Più volte ristrutturato e ampliato per adattarlo alle nuove esigenze, l’ospedale sarebbe rimasto in funzione fino al 1942, svolgendo un ruolo importante per tutta la regione durante la prima guerra mondiale e la grande epidemia “spagnola” del 1918. Nell’ultimo dopoguerra venne acquistato da una grande industria alimentare che utilizzò i dimessi locali per circa vent’anni, e dopo un periodo d’abbandono venne riscattato dal Comune di Codogno. Oggi l’edificio, scrupolosamente restaurato e sottoposto all’interno a un completo rinnovamento, ospita in un’ala la biblioteca civica, nell’altra uno spazio espositivo polivalente: pregevole esempio di riqualificazione di edificio storico, teso a valorizzarne il ruolo socio-culturale.
A cinquanta metri dal Soave sorge il nuovo Ospedale Civico di Codogno, quattro volte più grande del suo illustre predecessore e dotato di strutture all’avanguardia: è la frontiera italiana del coronavirus.
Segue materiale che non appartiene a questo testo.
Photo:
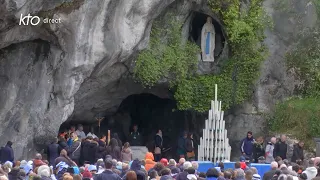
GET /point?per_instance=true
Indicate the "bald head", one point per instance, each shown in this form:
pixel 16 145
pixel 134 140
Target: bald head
pixel 274 165
pixel 38 156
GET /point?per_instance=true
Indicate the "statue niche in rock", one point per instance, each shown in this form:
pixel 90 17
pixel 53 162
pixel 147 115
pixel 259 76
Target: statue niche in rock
pixel 208 40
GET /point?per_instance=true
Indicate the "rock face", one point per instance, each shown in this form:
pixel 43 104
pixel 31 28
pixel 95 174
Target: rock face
pixel 39 78
pixel 82 66
pixel 275 83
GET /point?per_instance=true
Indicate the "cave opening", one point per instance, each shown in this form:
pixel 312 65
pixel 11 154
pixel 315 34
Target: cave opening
pixel 150 113
pixel 197 22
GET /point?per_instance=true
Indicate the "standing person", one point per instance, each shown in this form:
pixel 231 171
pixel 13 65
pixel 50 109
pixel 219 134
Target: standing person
pixel 81 135
pixel 114 150
pixel 108 173
pixel 101 149
pixel 74 151
pixel 126 154
pixel 53 151
pixel 181 145
pixel 189 145
pixel 158 141
pixel 298 152
pixel 116 136
pixel 135 137
pixel 6 153
pixel 247 145
pixel 280 148
pixel 269 150
pixel 258 149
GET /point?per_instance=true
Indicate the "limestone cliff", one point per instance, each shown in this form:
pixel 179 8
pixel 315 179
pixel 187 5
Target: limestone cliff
pixel 81 66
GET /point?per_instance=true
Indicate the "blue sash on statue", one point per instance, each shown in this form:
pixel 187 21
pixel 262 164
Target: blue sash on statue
pixel 208 43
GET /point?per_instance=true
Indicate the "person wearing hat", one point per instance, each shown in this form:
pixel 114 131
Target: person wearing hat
pixel 247 145
pixel 108 173
pixel 6 153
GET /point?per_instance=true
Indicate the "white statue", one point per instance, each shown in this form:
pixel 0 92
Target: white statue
pixel 208 40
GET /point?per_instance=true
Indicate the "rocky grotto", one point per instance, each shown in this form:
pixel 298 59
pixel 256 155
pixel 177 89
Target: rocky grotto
pixel 71 72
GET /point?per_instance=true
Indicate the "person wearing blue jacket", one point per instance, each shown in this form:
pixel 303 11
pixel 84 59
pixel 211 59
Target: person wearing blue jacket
pixel 6 153
pixel 247 145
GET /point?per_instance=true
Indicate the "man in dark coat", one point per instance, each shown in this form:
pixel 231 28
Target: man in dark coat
pixel 108 173
pixel 247 145
pixel 7 153
pixel 280 148
pixel 88 151
pixel 53 151
pixel 158 141
pixel 268 175
pixel 135 137
pixel 298 152
pixel 181 145
pixel 74 151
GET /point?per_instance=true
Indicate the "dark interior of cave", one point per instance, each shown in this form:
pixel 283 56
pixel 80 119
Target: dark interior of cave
pixel 199 19
pixel 150 113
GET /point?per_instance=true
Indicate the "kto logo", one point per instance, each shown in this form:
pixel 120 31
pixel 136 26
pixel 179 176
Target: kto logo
pixel 35 20
pixel 24 20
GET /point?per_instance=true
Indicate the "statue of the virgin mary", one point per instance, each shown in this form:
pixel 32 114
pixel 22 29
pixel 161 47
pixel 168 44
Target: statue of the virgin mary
pixel 208 40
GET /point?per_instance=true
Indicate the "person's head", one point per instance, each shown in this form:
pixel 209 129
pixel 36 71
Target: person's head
pixel 186 165
pixel 108 163
pixel 165 171
pixel 185 135
pixel 126 145
pixel 113 143
pixel 38 156
pixel 274 165
pixel 212 172
pixel 9 143
pixel 296 168
pixel 74 136
pixel 80 127
pixel 195 165
pixel 301 144
pixel 311 163
pixel 103 137
pixel 153 174
pixel 303 176
pixel 182 160
pixel 237 165
pixel 36 177
pixel 131 175
pixel 172 162
pixel 135 128
pixel 221 165
pixel 249 175
pixel 283 138
pixel 67 176
pixel 259 139
pixel 164 161
pixel 158 167
pixel 227 174
pixel 202 175
pixel 254 170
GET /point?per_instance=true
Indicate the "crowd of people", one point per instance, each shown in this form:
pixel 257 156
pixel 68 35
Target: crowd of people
pixel 256 151
pixel 75 155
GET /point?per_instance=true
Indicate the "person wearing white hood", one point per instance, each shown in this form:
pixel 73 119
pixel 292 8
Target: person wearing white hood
pixel 311 171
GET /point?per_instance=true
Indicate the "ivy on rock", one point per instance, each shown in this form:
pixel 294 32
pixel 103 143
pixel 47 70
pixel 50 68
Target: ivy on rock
pixel 177 62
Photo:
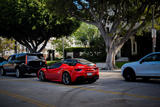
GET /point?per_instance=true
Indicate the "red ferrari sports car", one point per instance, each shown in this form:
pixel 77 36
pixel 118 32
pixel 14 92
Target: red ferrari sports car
pixel 69 71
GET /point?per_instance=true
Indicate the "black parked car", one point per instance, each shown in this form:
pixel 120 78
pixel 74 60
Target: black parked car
pixel 23 63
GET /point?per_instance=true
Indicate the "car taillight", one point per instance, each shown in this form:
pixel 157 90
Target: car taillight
pixel 26 60
pixel 95 68
pixel 78 69
pixel 45 60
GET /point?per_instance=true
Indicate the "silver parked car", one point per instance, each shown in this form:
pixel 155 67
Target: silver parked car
pixel 146 68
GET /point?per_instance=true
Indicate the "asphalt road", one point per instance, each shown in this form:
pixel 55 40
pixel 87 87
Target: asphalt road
pixel 109 91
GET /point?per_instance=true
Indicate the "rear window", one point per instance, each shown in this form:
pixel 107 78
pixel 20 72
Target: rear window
pixel 35 57
pixel 85 62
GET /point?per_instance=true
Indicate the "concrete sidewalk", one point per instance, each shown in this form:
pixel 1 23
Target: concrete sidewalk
pixel 116 70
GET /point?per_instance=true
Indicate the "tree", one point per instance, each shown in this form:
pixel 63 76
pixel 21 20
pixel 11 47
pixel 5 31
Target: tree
pixel 6 45
pixel 89 36
pixel 31 24
pixel 117 20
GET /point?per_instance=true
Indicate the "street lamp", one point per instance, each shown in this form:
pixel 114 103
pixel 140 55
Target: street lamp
pixel 153 33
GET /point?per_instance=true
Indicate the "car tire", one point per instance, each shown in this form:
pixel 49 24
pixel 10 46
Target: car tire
pixel 18 73
pixel 66 78
pixel 129 75
pixel 91 81
pixel 3 72
pixel 145 78
pixel 41 76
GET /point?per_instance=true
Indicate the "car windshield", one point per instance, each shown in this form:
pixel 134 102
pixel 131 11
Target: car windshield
pixel 35 57
pixel 83 61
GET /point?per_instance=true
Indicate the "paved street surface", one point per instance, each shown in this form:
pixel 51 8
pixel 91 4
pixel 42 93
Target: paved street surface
pixel 109 91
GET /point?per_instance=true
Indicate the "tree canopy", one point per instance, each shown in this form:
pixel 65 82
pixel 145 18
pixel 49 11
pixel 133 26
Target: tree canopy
pixel 117 20
pixel 31 24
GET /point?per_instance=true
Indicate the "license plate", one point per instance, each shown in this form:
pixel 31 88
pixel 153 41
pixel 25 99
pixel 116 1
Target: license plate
pixel 89 74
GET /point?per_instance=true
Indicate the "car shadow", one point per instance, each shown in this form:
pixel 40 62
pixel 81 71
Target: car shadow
pixel 150 81
pixel 72 84
pixel 24 76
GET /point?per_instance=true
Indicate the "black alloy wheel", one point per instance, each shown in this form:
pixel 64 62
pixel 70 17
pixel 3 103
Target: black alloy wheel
pixel 92 81
pixel 66 78
pixel 18 73
pixel 3 73
pixel 42 76
pixel 129 75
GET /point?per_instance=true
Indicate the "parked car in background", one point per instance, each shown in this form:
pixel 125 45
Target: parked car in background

Qui, da due settimane, combattono in prima linea medici e infermieri, senza sapere la sera se potranno essere operativi la mattina. Sono stati oggetto di critiche, e perfino di un’inchiesta da parte della Procura di Lodi, ma è in gran parte da loro che dipende l’esito della battaglia contro il nemico invisibile che ha portato il Paese a livelli inediti d’emergenza.